Patients who received immediate treatment with interferon had a 36% lower 10-year odds for progression to clinically definite MS and lower relapse rates at five and 10 years.
However, disability scores, MRI-visible lesions, and the rate of progressive disease at 10 years all did not differ between patients randomized to immediate or delayed treatment.
The findings are consistent with the previously reported five-year results of the trial, investigators reported online in Archives of Neurology.
“Overall, annualized relapse rates were low in both groups, and there was no difference in standard MRI outcomes at either five or 10 years,” wrote R. Philip Kinkel, MD, of Beth Israel Deaconess Medical Center and Harvard Medical School, and colleagues.

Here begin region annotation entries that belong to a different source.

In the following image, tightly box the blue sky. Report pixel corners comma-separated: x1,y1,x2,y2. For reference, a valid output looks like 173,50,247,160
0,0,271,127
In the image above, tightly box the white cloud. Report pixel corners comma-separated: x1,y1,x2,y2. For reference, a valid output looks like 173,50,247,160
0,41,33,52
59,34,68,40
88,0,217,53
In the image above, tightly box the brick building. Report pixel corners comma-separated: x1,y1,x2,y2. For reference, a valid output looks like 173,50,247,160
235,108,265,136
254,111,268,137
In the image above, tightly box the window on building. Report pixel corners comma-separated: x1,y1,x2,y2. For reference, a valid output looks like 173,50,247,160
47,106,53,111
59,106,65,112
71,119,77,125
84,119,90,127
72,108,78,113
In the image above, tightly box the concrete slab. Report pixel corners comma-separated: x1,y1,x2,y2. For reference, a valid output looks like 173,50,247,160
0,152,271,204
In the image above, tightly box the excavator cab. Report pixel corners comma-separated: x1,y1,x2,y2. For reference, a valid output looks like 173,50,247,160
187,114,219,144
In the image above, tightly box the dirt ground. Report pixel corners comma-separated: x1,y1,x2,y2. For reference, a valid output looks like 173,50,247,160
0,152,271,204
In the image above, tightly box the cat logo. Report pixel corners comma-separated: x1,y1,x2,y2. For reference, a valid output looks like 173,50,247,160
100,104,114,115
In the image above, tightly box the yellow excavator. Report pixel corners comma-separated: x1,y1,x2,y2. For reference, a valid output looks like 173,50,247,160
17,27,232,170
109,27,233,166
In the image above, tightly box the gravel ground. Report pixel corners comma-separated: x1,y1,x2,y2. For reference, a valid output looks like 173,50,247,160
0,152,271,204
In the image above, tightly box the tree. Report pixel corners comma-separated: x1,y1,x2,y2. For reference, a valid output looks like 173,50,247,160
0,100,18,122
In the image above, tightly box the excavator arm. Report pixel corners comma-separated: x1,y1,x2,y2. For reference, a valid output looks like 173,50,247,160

“These results suggest that immediate initiation of intramuscular interferon beta-1a in high-risk patients who had a clinically isolated syndrome delays the development of clinically definite MS but has only a modest effect on subsequent relapses and no significant effect on new MRI T2-weighted lesions compared with a randomized group that delayed the onset of therapy.”
The CHAMPS (Controlled High-Risk Avonex Multiple Sclerosis Prevention Study) trial was the first to demonstrate the benefit of disease-modifying therapy in patients with clinically isolated MS (N Engl J Med. 2000; 343: 898-904).
The CHAMPIONS (CHAMPS In Ongoing Neurological Surveillance) trial continued follow-up in CHAMPS patients to see whether the benefits of early treatment persisted over time compared with patients randomized to delayed therapy.
The five-year follow-up data from CHAMPIONS showed a lower rate of clinically definitive MS in the immediate-therapy group, but few patients in either group developed significant disability.
Follow-up in CHAMPIONS continued for 10 years, providing the basis for the analysis and report by Kinkel and colleagues.
Upon completion of CHAMPS, study participants were informed of the results and offered the opportunity to participate in CHAMPIONS without knowledge of their treatment assignment during the CHAMPS trial.
All patients enrolled in CHAMPIONS were offered weekly treatment with interferon beta-1a, but were not required to accept treatment.
The 10-year analysis included 81 patients originally randomized to immediate therapy and 74 originally assigned to delayed treatment. The immediate-treatment group started interferon beta-1a within 30 days of enrollment, whereas the median time to the start of delayed treatment was 30 months.